Les agents de la RN recensent alors toutes les espèces présentes, leur abondance, leur taille ainsi que les caractéristiques du terrain. Ils marchent avec des raquettes pour éviter de détériorer la couverture végétale et de s'enfoncer dans le sol jusqu'aux genoux...


Mathieu, qui passera un an à Crozet...


Et Sébastien, en campagne d'été pour quatre mois, prend des notes sur un habitat de "blechnum", une fougère rase qui pousse sur les pentes et sur laquelle il est agréable de s'asseoir après des heures à arpenter le terrain sous la pluie.


Mathieu et Sébastien, accompagnés du "Discro", ont regagné la Base au terme de quatre jours sur le terrain.
Prochains messages du blog sur le passage du palangrier "Cap Horn", sur les travaux à la base et sur les petites criques cachées...

dimanche 13 janvier 2013

Quoi de neuf à Crozet?

Le passage à la nouvelle année a été dignement fêté sur la base Alfred Faure. Après un copieux et excellent diner, le groupe local des "Pétrels Magiques" s'est produit pour la première fois sur scène avec un répertoire éclectique de neuf chansons, allant de "Diego, libre dans sa tête" à "Losing my religion"....

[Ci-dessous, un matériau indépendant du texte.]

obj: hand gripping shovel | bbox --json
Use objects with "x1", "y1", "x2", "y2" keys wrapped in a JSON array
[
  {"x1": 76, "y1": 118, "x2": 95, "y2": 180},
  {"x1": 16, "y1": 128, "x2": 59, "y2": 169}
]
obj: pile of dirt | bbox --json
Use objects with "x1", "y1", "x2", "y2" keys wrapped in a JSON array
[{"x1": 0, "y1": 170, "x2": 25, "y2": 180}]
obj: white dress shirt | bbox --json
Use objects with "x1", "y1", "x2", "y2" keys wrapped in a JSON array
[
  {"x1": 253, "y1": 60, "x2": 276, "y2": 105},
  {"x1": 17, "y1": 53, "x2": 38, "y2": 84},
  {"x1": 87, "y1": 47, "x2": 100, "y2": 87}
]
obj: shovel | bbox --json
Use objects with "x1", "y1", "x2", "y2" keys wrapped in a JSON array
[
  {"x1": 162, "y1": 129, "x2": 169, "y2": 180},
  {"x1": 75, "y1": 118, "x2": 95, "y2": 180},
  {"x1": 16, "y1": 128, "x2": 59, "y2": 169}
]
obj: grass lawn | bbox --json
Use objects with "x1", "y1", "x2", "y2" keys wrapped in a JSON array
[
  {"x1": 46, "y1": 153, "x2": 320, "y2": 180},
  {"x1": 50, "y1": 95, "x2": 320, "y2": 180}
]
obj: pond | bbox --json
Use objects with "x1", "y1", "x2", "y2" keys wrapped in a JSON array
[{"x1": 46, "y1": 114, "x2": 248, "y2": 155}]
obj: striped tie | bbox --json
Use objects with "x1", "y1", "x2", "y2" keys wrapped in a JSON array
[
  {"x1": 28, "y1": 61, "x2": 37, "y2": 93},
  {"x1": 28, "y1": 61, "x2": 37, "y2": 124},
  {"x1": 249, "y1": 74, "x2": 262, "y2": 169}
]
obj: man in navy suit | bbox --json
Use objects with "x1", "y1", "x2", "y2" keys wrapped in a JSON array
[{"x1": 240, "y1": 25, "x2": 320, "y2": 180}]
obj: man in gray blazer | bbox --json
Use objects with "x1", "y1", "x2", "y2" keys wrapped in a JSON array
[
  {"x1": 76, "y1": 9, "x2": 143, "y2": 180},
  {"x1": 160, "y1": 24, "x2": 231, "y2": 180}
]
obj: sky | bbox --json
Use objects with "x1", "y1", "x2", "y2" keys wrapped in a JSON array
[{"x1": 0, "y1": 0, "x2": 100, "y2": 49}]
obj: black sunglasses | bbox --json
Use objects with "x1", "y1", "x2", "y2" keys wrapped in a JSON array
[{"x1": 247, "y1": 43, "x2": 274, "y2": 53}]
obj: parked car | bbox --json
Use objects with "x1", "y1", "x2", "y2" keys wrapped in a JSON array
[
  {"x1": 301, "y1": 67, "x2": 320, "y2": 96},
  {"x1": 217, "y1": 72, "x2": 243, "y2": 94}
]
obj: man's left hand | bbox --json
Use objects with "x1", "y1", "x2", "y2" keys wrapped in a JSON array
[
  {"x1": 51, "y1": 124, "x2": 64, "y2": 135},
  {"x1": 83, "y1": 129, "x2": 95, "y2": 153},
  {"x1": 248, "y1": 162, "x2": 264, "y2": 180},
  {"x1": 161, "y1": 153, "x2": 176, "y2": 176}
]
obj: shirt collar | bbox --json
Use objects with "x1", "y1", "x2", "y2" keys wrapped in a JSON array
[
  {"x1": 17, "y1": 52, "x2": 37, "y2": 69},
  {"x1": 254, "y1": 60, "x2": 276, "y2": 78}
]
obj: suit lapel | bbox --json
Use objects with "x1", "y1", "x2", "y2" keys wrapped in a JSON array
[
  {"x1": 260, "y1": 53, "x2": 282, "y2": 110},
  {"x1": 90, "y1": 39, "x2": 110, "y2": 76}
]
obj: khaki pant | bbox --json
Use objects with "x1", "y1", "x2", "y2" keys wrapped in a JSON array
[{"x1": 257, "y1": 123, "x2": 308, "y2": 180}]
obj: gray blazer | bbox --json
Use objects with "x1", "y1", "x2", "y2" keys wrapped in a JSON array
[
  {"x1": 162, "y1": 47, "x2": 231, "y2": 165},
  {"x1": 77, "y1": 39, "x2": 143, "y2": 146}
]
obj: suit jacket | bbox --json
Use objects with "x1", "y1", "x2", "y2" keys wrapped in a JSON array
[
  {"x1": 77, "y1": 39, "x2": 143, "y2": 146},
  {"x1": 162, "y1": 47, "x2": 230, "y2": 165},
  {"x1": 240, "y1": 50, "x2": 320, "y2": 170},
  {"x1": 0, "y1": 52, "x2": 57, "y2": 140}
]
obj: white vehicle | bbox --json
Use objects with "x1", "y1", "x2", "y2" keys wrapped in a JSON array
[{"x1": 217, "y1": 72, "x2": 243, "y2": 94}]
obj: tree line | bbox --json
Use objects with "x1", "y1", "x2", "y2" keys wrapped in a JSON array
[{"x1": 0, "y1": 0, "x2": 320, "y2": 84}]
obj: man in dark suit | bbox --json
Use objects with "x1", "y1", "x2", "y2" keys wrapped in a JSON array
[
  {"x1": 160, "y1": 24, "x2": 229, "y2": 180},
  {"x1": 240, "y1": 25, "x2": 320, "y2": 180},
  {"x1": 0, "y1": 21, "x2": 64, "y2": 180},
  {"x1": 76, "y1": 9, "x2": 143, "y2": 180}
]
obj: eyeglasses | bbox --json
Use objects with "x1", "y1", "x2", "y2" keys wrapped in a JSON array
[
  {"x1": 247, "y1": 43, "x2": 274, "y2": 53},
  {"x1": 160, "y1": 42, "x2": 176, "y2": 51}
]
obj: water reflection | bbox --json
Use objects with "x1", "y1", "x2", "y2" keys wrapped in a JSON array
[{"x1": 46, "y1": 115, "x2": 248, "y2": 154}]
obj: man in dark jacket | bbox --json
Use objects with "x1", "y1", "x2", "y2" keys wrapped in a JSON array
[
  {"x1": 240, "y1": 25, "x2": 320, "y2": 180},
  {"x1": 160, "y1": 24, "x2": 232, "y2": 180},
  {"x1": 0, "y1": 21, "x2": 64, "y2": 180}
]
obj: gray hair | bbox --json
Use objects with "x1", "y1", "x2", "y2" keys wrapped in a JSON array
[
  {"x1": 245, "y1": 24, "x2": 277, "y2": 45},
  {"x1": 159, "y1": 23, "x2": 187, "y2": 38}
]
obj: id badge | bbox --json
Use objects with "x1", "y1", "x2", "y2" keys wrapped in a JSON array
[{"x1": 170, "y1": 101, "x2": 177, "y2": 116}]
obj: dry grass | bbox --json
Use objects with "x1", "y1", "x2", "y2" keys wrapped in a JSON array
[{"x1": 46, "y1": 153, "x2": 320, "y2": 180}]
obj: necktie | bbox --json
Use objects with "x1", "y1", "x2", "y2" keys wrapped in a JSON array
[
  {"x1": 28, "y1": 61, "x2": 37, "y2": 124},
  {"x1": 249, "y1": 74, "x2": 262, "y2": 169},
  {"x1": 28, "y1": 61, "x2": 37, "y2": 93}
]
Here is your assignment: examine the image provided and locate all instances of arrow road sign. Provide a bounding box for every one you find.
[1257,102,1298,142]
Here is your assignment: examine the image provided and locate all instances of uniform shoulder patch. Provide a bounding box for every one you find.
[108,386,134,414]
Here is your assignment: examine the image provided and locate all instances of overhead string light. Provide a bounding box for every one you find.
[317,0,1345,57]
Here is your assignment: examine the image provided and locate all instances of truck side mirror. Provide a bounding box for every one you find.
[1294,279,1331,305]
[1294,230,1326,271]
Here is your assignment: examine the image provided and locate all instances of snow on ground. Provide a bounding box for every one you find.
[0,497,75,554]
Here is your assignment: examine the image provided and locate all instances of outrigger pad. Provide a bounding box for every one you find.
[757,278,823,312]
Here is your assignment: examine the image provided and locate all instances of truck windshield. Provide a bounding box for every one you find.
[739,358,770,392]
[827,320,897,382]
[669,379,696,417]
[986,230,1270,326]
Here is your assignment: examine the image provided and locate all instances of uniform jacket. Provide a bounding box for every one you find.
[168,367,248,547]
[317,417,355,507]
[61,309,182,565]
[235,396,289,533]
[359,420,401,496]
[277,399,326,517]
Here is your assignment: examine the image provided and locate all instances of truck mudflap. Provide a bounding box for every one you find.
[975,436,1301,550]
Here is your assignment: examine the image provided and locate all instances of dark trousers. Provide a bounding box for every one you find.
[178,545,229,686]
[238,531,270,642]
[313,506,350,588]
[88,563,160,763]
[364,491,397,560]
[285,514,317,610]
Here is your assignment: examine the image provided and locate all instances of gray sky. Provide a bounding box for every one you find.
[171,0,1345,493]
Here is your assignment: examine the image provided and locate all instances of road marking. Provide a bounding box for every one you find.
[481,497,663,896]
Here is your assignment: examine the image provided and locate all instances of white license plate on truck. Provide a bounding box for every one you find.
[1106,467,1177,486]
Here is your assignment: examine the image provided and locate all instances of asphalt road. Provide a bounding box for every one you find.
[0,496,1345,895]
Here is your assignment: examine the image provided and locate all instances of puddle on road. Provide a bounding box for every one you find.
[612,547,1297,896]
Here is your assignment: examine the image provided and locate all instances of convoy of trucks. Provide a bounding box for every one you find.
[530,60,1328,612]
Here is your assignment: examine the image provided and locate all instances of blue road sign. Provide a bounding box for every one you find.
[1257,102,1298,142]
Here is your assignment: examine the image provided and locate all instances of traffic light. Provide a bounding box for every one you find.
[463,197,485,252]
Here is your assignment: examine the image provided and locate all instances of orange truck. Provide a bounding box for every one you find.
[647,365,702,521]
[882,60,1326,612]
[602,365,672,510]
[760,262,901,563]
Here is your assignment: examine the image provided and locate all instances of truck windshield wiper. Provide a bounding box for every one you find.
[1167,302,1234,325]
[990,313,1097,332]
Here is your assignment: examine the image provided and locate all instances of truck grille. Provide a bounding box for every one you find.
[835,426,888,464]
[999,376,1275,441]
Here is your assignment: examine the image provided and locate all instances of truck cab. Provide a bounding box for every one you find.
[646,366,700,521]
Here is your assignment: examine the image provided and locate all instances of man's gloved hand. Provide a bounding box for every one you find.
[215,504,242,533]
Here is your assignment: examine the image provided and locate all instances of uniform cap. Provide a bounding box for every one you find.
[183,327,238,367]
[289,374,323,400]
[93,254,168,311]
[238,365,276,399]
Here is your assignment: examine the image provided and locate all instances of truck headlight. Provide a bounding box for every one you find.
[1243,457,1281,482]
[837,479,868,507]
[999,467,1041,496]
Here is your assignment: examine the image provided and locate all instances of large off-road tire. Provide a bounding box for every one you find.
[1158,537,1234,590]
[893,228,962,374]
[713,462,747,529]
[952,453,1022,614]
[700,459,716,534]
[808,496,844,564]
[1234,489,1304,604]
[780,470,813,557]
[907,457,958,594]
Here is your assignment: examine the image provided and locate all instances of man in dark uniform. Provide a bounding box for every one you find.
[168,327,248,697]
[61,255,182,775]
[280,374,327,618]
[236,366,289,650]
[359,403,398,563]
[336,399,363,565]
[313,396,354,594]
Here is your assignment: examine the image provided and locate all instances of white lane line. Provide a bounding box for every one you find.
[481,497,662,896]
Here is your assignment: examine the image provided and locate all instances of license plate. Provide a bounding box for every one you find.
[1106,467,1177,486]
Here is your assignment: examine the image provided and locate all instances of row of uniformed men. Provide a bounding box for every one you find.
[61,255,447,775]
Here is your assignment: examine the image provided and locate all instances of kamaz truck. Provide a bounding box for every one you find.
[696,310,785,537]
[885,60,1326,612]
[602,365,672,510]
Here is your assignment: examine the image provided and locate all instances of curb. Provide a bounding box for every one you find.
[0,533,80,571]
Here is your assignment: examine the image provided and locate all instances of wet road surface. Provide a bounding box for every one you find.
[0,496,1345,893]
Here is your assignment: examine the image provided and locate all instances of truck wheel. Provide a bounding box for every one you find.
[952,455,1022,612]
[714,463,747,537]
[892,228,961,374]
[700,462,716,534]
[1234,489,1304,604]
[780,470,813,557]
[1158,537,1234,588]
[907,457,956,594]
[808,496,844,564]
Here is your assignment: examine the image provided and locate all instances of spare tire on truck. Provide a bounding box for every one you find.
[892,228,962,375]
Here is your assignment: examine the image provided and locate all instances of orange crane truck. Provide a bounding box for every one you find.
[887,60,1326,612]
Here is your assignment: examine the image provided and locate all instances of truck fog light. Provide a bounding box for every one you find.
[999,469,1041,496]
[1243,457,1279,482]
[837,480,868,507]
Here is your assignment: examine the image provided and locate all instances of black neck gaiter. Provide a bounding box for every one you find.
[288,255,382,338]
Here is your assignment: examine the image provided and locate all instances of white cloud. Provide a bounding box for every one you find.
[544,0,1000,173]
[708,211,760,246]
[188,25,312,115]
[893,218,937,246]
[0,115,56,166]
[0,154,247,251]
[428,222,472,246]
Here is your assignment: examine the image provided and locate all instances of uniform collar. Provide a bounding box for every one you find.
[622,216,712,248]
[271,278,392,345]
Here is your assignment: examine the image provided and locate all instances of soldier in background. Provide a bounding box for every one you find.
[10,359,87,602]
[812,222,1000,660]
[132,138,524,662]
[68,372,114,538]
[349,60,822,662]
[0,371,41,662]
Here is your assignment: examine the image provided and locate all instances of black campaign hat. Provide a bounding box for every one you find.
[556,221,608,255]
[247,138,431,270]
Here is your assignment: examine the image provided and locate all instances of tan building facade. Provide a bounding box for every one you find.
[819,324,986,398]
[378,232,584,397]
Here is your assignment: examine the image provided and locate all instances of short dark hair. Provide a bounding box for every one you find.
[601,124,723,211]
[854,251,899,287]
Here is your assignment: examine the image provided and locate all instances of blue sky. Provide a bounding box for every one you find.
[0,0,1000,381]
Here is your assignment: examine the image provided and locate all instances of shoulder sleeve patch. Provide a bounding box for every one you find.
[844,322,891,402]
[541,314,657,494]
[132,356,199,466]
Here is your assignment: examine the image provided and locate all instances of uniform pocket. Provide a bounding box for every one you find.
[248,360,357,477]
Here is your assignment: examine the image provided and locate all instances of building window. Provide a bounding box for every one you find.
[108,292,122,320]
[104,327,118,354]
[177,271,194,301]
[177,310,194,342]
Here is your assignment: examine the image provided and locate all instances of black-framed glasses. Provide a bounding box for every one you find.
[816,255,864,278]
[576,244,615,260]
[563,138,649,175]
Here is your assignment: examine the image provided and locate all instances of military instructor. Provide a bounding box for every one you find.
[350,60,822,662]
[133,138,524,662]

Guillaume, la blonde à la guitare; Philippe, le clown à la batterie; Fabrice comme chanteur.
Ce nouvel an a été comme de tradition le point de départ de bonnes résolutions, notamment capillaires. J'ai beaucoup hésité avant de poster ces photos, par respect pour les familles et pour préserver l'hypothétique avenir professionnel, social et affectif des intéressés. Mais je n'ai pas pu me résoudre à passer le résultat sous silence. Jugez plutôt:

Les lunettes noires pour nuits blanches chères à Thierry Ardisson
Des siamois collés par l'épaule, qui ont du être opérés avant d'être étouffés par l'emballage...on les a hydraté en attendant!
Celui-là, c'est le Schtroumf fêtard !
Quand on sait qu'il a servi sur un sous-marin nucléaire, on mesure vraiment à quoi on a échappé de justesse: Brest a failli finir comme Tchernobyl...
Bon, assez de ces photos pathétiques... Une fois remis des excès des fêtes, la vie a repris son cours. Mathieu, agent de la Réserve Naturelle, a réalisé une belle prise: une truite de 58 cm pêchée dans la rivière qui coule au pied de la base. Carpaccio en instance...
Précisons que la truite est une espèce introduite à Crozet et donc non protégée! D'ailleurs elle ne semble pas avoir de prédateurs autres que les hivernants.
Le dimanche 13 janvier, nous avons eu la visite du palangrier réunionnais "Mascareignes III", venu  faire soigner sur la base un de ses membres d'équipage. Sur la grosse trentaine d'hommes à bord, cinq sont descendus à terre pour la matinée, avant que le navire ne nous quitte vers midi pour reprendre sa pêche à la légine.

Trois membres de l'équipage et le contrôleur des pêches... le cinquième homme est entre les mains expertes de notre médecin!
Voilà, je ne résiste pas à l'envie de finir avec une photo d'un couple d'albatros fuligineux, perché dans une falaise non loin de la base.

Ces albatros ont une envergure d'environ deux mètres. Ces deux là sont probablement des "immatures", à cette époque les adultes couvent normalement leur oeuf au nid, par alternance.